Rund ein Viertel der Agrarbetriebe dürfte überleben
Polens Landwirtschaft vor dem Umbruch

Der polnische Agrarsektor steht vor einem Umbruch. Branchenkenner erwarten, dass sich mit dem Beitritt Polens zur Europäischen Union in der polnischen Landwirtschaft die Spreu vom Weizen trennen wird. Es wird erwartet, dass sich eine führende Gruppe von etwa 100 000 modernen bäuerlichen Produktionsbetrieben herausbilden wird. Weitere 300 000 bis 400 000 könnten ebenfalls auf dem künftigen Markt bestehen – derzeit gibt es rund zwei Millionen polnische Bauern.

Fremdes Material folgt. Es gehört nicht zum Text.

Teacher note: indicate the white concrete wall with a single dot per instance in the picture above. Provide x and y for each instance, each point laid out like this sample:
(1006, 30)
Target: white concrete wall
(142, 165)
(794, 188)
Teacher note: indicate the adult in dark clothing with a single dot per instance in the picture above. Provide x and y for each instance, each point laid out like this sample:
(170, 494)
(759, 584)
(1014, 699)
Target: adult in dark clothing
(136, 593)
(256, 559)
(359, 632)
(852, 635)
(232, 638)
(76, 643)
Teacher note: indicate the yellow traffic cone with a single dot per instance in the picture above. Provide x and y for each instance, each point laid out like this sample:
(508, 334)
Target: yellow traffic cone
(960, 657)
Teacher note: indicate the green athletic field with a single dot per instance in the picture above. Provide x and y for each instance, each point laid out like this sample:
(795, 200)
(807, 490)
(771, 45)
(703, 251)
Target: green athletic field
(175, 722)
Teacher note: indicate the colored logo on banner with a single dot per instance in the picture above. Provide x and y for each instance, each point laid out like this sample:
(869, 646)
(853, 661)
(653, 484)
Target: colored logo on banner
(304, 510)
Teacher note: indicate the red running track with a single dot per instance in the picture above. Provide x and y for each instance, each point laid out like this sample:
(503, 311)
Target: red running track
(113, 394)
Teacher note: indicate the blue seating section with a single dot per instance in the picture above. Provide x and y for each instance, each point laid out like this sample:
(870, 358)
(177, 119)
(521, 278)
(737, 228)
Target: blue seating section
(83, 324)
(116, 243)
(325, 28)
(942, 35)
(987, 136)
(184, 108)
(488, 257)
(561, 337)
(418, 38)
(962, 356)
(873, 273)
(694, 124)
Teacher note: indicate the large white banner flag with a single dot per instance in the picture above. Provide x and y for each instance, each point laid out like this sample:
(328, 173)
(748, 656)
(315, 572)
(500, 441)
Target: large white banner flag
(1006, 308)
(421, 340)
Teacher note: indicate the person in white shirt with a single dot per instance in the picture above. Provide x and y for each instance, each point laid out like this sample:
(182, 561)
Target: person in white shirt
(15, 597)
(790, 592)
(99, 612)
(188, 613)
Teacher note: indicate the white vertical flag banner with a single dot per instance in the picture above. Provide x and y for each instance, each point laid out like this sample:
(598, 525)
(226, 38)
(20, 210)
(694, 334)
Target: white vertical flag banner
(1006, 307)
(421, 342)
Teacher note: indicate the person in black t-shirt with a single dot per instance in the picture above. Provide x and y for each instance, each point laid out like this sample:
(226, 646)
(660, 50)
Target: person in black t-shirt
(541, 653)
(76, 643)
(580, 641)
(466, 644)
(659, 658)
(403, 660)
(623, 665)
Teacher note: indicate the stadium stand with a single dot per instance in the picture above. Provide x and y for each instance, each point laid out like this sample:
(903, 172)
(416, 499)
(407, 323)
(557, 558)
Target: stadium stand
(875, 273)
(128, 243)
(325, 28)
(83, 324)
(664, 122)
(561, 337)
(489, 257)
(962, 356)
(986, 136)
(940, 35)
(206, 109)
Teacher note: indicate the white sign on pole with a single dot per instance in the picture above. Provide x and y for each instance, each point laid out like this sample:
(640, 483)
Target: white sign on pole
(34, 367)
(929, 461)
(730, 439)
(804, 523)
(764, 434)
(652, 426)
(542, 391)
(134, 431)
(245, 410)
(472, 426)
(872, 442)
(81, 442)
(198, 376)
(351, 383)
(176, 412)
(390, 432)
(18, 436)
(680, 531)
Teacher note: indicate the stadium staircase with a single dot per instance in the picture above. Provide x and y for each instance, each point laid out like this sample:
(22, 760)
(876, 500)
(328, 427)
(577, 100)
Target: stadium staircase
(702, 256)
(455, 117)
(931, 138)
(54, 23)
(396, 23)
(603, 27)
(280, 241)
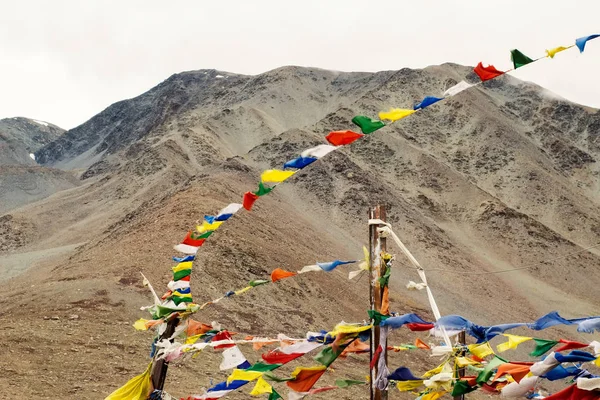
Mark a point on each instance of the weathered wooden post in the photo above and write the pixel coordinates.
(377, 269)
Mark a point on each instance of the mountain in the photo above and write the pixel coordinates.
(20, 137)
(495, 191)
(22, 180)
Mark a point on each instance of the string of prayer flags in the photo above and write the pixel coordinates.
(261, 387)
(486, 73)
(552, 52)
(305, 378)
(341, 138)
(574, 393)
(299, 162)
(137, 388)
(319, 151)
(456, 89)
(225, 213)
(569, 345)
(344, 383)
(426, 102)
(542, 346)
(580, 42)
(366, 124)
(481, 350)
(512, 343)
(279, 274)
(330, 266)
(275, 175)
(395, 114)
(519, 59)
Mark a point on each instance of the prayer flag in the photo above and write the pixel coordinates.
(395, 114)
(340, 138)
(275, 175)
(279, 274)
(366, 124)
(552, 52)
(249, 199)
(542, 346)
(299, 162)
(486, 73)
(519, 59)
(580, 43)
(426, 102)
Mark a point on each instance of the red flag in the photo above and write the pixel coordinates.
(277, 357)
(339, 138)
(192, 242)
(569, 345)
(249, 199)
(486, 73)
(419, 327)
(279, 274)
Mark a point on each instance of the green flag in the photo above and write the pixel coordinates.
(462, 387)
(377, 317)
(257, 282)
(262, 367)
(262, 190)
(344, 383)
(271, 377)
(366, 124)
(488, 371)
(542, 346)
(519, 59)
(327, 356)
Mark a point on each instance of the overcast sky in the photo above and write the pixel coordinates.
(65, 61)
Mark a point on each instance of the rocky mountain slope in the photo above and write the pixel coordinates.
(500, 177)
(22, 180)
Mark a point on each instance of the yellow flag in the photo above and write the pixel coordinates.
(481, 350)
(208, 227)
(462, 362)
(340, 328)
(243, 375)
(261, 387)
(182, 266)
(552, 52)
(406, 386)
(513, 342)
(244, 290)
(275, 175)
(300, 369)
(140, 324)
(436, 370)
(433, 395)
(395, 114)
(137, 388)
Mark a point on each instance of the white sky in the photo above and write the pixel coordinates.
(65, 61)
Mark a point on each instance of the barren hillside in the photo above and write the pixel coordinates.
(499, 177)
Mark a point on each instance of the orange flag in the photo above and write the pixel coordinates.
(279, 274)
(517, 370)
(305, 378)
(421, 344)
(196, 328)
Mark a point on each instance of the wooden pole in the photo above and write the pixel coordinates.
(375, 295)
(159, 368)
(462, 339)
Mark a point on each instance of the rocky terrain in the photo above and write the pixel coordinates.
(500, 177)
(22, 180)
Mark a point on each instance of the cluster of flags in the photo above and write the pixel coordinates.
(440, 380)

rev WARSCHAU. In der Gazeta Wyborcza hieß es: „Unsere ursprüngliche Befürchtung hat sich nicht bewahrheitet. Die Bauern betrachten die EU-Mittel nicht als Sozialhilfe sondern als Investitionsmittel.“

Viele Landwirte haben die Zeichen der Zeit erkannt. Massiv investieren sie EU-Geld, um ihre landwirtschaftlichen Betriebe zu modernisieren. Davon profitieren die Hersteller von Landmaschinen, die Düngemittelproduzenten, die Baufirmen und die Genossenschaftsbanken. „Das polnische Dorf erwacht“ schrieb Polens größte Tageszeitung Gazetwa Wyborcza. Die polnische EU-Kommissarin Danuta Hübner meinte, viele Bauern in ihrem Land sähen große Chancen im Rahmen der gemeinsamen Agrarpolitik der EU.

Die Investitionswut der polnischen Bauern hat sogar dem fast bankrotten polnischen Landmaschinenhersteller Ursus nahe Warschau wieder auf die Beinen geholfen. Seit Jahresbeginn hat er weitaus mehr Traktoren verkauft als im vergangenen Jahr. „Die Finanzmittel aus dem EU-Förderprogramm Sapard haben uns gerettet", schwärmte Ursus- Sprecherin Maria Bienkowska. Auch der deutsche Hersteller Deutz-Fahr hat mit gut 11 000 seit Jahresbeginn verkauften Traktoren schon das Jahresergebnis von 2003 erreicht. Polnische Produzenten von landwirtschaftlichen Geräten wie Sipmy in Lublin verzeichnen ebenfalls Steigerungsraten von etwa 40 Prozent.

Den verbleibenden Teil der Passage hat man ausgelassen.